Other hierarchies about the past also exist in these Methodist narratives. In terms of racial hierarchies, white people of the present are presented as be better than the white people of the past; but the white people of the past are seen as superior to the Native people of both the past and the present.
Early histories of Jason Lee clearly assume the supremacy of white people and Euro-American culture over Native people. It’s integral to describing a march of progress, to emphasize the spiritual and technological darkness of the Oregon Territory before the missionaries arrived. But around 1900, white supremacy becomes more than a part of the story; it becomes the story.
Whig histories create causal narratives, deciding who is a prominent actor forcing events to happen. Coupled with white supremacy, this approach produces racially focused narratives of the march of progress. Newspaper clippings compiled by Jason Lee’s son-in-law document an obsession with “white firsts” in Oregon in the first decade of the 20th century. The authors of these articles treat the colonization of Oregon as a second Mesopotamia and a second “birth of civilization.”
One newspaper article carefully reviews all of these supposed markers of progress, dating the first marriage of white people, the first grain cut with a cradle, the first pottery and bricks created in Salem, the planting of the first fruit trees and cultivated rose, the first frame house, the first printing press and newspaper. Lengthy arguments ensue over which baby was the first white child to be born.
In attributing causality to specific people and specific events, Whig histories make judgements about who gets to be seen as a significant actor in history and what dates count. The addition of white supremacy produces magnified and poisonous versions of this hierarchy. The story of mission work is changed, but still Whiggish — a linear story, with action pushed along by and according to the vision of singular people. White supremacy restricts who is recognized as a singular person. While causal forces in history still exist, the colonization of Oregon is no longer due to God or the prophet-like premonition of remarkable holy men. Instead, the qualities endowed in a particular ethnic groups of Euro-Americans are the historical force that created the present of these editorialists.

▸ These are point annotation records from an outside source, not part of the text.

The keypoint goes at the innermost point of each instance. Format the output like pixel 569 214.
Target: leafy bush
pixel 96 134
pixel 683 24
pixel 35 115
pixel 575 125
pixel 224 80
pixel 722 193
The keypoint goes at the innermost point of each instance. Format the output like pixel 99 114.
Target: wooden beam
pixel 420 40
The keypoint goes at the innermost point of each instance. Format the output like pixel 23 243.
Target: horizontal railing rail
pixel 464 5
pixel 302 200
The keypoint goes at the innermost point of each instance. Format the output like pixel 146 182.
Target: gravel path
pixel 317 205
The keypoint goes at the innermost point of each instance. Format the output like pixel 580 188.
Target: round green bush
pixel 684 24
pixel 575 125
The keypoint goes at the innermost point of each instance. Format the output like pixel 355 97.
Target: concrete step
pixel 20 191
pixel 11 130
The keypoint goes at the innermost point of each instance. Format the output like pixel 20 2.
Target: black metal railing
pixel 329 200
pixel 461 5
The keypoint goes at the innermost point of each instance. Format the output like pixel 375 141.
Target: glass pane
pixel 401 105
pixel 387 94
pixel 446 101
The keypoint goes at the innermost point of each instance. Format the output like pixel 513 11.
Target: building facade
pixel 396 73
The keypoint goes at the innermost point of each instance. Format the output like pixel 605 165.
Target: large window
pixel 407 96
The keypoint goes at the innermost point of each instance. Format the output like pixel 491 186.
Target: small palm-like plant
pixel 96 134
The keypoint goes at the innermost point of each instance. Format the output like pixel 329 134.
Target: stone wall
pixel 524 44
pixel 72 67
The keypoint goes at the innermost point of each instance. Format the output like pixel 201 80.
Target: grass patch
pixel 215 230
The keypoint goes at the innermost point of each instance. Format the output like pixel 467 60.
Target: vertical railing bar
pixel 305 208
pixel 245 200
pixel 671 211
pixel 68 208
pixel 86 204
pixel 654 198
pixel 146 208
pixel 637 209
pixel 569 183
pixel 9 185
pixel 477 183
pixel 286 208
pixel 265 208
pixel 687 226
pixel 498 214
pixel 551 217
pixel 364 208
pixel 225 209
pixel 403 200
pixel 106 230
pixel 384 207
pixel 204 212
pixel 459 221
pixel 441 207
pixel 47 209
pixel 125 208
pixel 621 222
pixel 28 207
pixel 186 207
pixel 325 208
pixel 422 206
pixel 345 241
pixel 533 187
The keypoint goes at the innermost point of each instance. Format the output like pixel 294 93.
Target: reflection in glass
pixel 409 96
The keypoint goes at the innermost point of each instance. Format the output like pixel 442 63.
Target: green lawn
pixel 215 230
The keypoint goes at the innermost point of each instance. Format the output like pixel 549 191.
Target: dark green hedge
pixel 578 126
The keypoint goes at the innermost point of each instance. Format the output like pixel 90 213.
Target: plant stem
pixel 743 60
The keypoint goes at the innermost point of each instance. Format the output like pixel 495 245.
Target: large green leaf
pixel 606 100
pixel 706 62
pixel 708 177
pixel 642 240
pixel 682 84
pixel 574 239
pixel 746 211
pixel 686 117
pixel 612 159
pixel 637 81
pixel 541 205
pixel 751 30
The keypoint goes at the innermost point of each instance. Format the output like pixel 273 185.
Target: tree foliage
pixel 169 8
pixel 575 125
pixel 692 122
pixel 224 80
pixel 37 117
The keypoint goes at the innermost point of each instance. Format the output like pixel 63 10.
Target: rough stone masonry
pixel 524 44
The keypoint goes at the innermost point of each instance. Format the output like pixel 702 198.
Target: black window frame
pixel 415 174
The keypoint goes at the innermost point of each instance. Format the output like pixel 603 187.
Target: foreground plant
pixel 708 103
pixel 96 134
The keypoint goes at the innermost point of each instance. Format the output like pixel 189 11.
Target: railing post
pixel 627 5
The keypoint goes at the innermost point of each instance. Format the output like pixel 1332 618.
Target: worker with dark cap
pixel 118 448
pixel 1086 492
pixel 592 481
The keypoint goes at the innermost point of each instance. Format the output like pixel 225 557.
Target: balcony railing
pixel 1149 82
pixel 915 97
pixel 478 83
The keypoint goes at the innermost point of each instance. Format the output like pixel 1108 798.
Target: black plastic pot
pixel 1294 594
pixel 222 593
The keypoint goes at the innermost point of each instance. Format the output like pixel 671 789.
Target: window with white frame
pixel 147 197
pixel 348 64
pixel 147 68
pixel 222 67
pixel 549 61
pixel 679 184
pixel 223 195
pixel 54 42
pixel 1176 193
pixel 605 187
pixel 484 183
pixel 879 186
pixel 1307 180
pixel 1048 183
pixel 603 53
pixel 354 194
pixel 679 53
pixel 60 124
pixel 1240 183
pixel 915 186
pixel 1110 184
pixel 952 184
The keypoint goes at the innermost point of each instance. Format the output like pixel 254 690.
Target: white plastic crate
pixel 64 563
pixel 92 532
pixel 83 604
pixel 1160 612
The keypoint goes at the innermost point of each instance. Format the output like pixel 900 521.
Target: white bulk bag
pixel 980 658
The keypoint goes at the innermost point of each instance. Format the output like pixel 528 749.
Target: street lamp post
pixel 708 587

What’s intriguing is when and how this change manifests. By 1900, white people in Oregon were no longer constructing a historical narrative about venturing into an unknown area where they had no ties. Oregon had been a state for 41 years. Native people were forced onto reservations largely in the 1850s, and the population of Salem was rapidly increasing between 1900 and 1910. So at this point the Euro-American historians in Oregon could conceptualize both a history and a future of significant white colonization. They changed the causal actors of the Whig history to stories about productivity, land use, and civility, but retained the Whig framework.
All these different commemorations of Jason Lee show that the Whig framework is adaptable, and it has been adapted since the 1830s to explain history. These days, Jason Lee is not singled out by university commemorations, and he has largely faded from institutional memory. But the lessons from his commemorations are worth applying to Willamette’s 175th anniversary. Knowing that most histories written for popular consumption are written in a Whig framework, I encourage you to look around at the stories we tell ourselves about our pasts. How do we say we arrived at the present? What are the implications of how these histories are constructed? And how else might we look at historical experiences?